PCs running Windows are particularly vulnerable. Unprotected Windows networking shares are singled out as one weakness often found in home PCs, allowing hackers to place tools on large numbers of Windows-based computers attached to the Internet. Windows is also singled out for its option to "Hide file extensions for known file types", which is enabled by default, making it difficult for many people to spot extensions such as .vbs on files. Many email viruses -- such as Love Letter -- arrive as Visual Basic files with .vbs extensions.

According to CERT, home users are particularly vulnerable to compromises of their PCs because "they do not keep them up to date with security patches and workarounds, do not run current anti-virus software, and do not exercise caution when handling email attachments."

"Intruders know this," said CERT in its advisory, "and we have seen a marked increase in intruders specifically targeting home users who have cable modems and DSL connections".

PCs connected to the Internet by cable modem or DSL are more vulnerable to hacker attacks than PCs connected by dial-up modem. Of these two broadband connections, says CERT, PCs connected by cable modems are the most vulnerable. This is because entire neighbourhoods of cable modem users are effectively part of the same LAN. A packet sniffer installed on any cable modem user computer in a neighbourhood may be able to capture data transmitted by any other cable modem in the same neighbourhood.

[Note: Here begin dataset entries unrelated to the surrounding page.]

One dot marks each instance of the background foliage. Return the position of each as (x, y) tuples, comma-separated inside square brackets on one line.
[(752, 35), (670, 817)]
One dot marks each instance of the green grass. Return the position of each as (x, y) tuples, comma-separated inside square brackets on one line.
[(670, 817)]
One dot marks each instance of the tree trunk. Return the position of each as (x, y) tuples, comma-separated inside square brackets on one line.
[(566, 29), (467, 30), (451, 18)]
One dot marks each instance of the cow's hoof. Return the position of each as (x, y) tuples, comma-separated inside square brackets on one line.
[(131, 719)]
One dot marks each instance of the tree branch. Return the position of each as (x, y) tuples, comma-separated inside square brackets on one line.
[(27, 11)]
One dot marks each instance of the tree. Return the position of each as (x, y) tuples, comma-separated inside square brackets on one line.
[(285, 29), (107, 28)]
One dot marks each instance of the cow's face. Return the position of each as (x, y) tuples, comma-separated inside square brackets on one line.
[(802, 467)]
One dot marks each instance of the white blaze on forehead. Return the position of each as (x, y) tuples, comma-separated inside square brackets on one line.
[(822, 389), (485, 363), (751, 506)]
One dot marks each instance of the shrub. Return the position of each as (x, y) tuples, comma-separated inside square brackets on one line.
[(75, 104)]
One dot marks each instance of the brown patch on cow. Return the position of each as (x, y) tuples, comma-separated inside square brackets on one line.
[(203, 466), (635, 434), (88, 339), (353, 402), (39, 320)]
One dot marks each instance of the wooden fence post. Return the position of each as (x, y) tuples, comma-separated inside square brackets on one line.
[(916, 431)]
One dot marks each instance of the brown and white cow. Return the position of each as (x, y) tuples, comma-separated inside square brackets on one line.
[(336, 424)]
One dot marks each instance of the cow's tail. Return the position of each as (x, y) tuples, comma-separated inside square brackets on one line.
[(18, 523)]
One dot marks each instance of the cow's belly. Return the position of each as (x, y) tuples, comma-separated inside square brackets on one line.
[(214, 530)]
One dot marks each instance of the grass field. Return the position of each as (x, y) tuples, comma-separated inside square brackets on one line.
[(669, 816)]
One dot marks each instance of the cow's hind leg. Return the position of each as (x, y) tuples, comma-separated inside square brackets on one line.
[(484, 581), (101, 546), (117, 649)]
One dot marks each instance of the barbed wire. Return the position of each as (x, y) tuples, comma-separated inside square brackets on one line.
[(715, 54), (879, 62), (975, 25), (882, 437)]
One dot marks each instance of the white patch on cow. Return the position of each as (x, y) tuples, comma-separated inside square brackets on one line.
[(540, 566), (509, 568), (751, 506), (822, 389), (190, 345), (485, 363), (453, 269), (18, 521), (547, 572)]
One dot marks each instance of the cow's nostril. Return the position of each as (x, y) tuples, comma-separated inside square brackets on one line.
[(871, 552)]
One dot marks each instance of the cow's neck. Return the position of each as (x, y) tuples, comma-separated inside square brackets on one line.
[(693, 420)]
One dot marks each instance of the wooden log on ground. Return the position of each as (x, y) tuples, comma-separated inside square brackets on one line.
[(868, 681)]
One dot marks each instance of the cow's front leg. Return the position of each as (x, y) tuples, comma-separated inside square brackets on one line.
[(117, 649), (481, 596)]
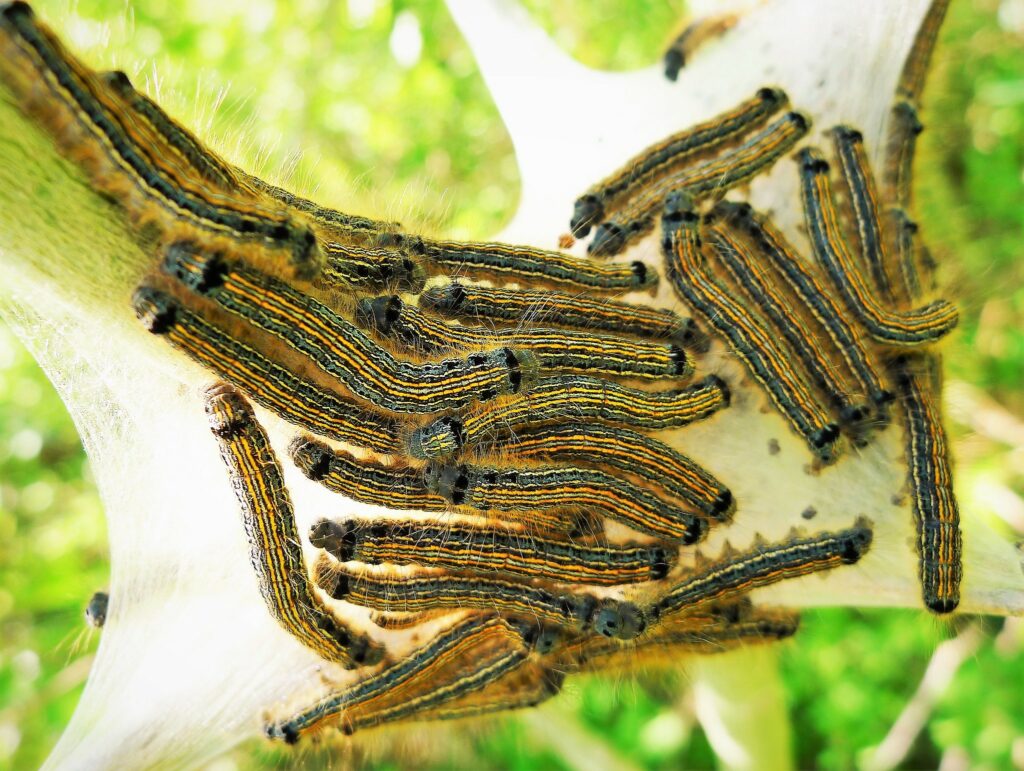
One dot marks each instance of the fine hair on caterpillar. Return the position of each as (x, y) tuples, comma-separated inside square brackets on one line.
[(848, 390)]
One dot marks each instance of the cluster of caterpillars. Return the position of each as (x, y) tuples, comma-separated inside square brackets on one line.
[(511, 421)]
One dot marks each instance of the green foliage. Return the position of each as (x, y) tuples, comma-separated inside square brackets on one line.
[(314, 87)]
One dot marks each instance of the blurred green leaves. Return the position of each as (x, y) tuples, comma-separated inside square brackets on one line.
[(377, 106)]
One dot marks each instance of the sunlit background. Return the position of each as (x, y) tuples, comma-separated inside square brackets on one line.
[(377, 105)]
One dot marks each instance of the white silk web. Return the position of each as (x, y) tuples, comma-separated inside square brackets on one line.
[(189, 660)]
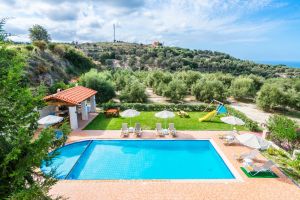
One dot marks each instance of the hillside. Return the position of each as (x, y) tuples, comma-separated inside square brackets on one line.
[(147, 57), (62, 62), (52, 63)]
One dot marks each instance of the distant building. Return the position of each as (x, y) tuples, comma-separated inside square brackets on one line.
[(157, 44)]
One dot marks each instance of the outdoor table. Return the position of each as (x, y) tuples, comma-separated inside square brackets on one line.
[(248, 161), (165, 131), (112, 112), (130, 129)]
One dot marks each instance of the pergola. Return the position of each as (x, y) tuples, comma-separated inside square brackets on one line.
[(72, 98)]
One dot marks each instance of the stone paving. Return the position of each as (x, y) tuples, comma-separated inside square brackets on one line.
[(245, 189)]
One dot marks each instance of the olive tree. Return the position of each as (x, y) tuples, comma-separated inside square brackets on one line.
[(242, 88), (206, 90), (283, 129), (39, 33), (98, 82), (175, 90)]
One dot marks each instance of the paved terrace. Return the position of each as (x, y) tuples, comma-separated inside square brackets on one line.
[(258, 189)]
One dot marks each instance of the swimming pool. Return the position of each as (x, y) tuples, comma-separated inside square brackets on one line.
[(139, 159)]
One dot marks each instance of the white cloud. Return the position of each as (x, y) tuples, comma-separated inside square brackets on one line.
[(171, 21)]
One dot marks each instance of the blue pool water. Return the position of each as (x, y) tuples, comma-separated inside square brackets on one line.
[(140, 159)]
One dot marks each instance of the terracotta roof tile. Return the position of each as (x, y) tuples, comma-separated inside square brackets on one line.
[(74, 95)]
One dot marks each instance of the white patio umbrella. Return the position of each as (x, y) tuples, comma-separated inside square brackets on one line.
[(165, 115), (49, 120), (232, 120), (253, 141), (129, 113)]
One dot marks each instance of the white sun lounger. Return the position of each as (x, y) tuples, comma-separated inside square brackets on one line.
[(138, 129), (159, 130), (124, 130), (172, 130), (266, 167), (249, 155)]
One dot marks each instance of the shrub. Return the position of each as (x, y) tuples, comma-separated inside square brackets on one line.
[(29, 47), (79, 60), (270, 96), (282, 129), (158, 107), (59, 50), (98, 82), (207, 90), (175, 90), (279, 93), (39, 33), (242, 88), (134, 93), (57, 85), (40, 44), (249, 123)]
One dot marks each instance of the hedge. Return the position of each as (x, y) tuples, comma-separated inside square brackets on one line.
[(249, 123), (252, 125), (158, 107)]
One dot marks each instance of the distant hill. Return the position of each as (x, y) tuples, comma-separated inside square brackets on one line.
[(62, 62), (147, 57)]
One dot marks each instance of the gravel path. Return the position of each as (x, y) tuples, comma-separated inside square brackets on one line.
[(254, 113)]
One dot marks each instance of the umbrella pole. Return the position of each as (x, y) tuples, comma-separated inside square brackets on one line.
[(166, 123)]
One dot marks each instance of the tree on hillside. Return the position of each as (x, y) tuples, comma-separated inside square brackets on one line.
[(176, 90), (134, 92), (98, 81), (242, 88), (38, 33), (207, 90), (283, 129), (20, 155), (3, 33)]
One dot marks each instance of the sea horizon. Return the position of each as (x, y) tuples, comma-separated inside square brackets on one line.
[(292, 64)]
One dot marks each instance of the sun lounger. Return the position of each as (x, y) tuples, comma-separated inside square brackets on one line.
[(172, 130), (249, 155), (232, 133), (159, 130), (124, 130), (253, 169), (138, 129), (229, 140)]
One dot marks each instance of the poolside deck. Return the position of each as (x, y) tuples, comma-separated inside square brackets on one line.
[(246, 188)]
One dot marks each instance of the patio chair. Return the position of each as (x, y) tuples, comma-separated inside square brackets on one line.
[(249, 155), (229, 140), (138, 129), (172, 130), (232, 133), (253, 169), (124, 130), (159, 130)]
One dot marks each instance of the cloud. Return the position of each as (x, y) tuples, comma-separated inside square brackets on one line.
[(171, 21)]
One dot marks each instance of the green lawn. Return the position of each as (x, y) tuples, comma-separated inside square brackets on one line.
[(148, 121)]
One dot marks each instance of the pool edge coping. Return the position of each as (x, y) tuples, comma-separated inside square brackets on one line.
[(237, 177)]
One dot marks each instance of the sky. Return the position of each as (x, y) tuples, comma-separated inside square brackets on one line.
[(246, 29)]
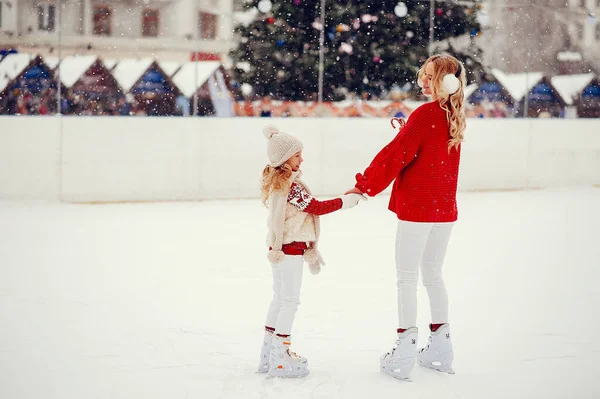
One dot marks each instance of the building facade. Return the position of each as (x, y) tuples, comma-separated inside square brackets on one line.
[(165, 29), (550, 36)]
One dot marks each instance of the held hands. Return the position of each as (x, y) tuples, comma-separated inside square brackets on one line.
[(352, 199)]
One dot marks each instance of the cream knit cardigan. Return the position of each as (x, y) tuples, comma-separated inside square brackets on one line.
[(289, 224)]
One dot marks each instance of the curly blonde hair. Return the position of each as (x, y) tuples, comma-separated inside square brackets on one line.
[(274, 179), (451, 103)]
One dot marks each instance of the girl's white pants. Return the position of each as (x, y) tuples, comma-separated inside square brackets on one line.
[(421, 246), (287, 281)]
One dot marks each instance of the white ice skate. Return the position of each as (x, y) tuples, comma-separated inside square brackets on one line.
[(438, 353), (283, 363), (400, 361), (265, 350)]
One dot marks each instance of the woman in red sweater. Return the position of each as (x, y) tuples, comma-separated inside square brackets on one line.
[(423, 160)]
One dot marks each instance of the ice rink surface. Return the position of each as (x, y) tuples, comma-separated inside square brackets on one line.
[(167, 301)]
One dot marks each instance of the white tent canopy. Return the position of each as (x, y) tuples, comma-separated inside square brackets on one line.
[(109, 62), (568, 86), (193, 75), (51, 61), (129, 71), (73, 67), (517, 84), (169, 67), (11, 66)]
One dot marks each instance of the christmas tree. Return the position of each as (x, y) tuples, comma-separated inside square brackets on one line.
[(370, 45)]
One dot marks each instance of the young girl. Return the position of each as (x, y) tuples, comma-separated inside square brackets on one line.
[(292, 239), (423, 160)]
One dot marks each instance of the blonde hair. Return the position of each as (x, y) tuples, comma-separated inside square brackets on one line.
[(451, 103), (274, 179)]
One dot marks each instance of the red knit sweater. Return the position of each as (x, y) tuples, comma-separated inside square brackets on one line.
[(426, 172)]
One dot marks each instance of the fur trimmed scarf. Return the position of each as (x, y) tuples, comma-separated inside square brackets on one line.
[(276, 224)]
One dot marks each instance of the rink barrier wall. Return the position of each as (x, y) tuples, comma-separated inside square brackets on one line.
[(109, 159)]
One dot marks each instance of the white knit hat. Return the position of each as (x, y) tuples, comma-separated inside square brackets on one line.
[(281, 146)]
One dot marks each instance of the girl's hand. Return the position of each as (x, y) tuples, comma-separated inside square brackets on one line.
[(354, 190)]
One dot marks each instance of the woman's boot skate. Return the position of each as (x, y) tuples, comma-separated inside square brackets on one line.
[(438, 353), (400, 361), (283, 363)]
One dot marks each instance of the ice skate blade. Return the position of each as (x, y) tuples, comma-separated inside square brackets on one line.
[(396, 375), (299, 373), (442, 368)]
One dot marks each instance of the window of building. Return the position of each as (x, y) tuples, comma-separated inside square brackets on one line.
[(46, 17), (102, 20), (150, 22), (579, 31), (207, 24)]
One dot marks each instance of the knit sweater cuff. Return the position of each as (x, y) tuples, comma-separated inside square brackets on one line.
[(275, 256)]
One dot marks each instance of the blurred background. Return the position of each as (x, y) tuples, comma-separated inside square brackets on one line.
[(524, 58)]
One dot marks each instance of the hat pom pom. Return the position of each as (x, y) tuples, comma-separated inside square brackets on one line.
[(450, 83), (269, 131)]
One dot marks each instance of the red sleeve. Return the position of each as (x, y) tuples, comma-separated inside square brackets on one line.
[(394, 157), (302, 200)]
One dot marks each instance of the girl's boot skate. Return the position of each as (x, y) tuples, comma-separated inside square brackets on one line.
[(438, 353), (400, 361), (283, 363), (265, 351)]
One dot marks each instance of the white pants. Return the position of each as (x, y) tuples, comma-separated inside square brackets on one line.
[(287, 281), (421, 245)]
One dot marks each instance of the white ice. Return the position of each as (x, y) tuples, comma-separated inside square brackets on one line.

One former hacker known by the tag RaFa, who built up a notoriety for defacing Web sites when he was affiliated to a group called World of Hell (WoH), said home PCs are very much at risk from such attacks. Referring to the Network Address Translation method that is used to 'hide' home PCs from the Internet, RaFA told ZDNet: "A gateway device that controls the natting functions is typically the first system compromised (i.e. wingate, ipchains, etc) and than used as a launchpad to attack the internal machines it is natting for."

But CERT warns that while DSL access is not susceptible to packet sniffing and NAT attacks as cable modem access, many of the other security risks apply to both forms of access. And not even PCs on dial-up connections are immune from some of the most common security risks, such as email worms.

Other threats to home PCs include email spoofing, where an email that apparently originates from a reputable source tricks the user into releasing sensitive information. Weaknesses in chat clients are also cited, as are Trojan horse programs, which trick users into installing software that gives intruders easy access to a PC. On Windows computers, three tools commonly used by intruders to gain remote access to PCs are BackOrifice, Netbus and SubSeven.

RaFa, who is now senior research scientist at Fate Research Labs, said the diversity of files and information obtained from home systems range from credit card account numbers to online bill payment details, Word documents containing social security numbers from letters, and online brokerage accounts. "What home users need to understand is that security maintained with the Web site you use for business is not the weakest link in the chain. The weakest link will always be you and how strong your own security is on your machine."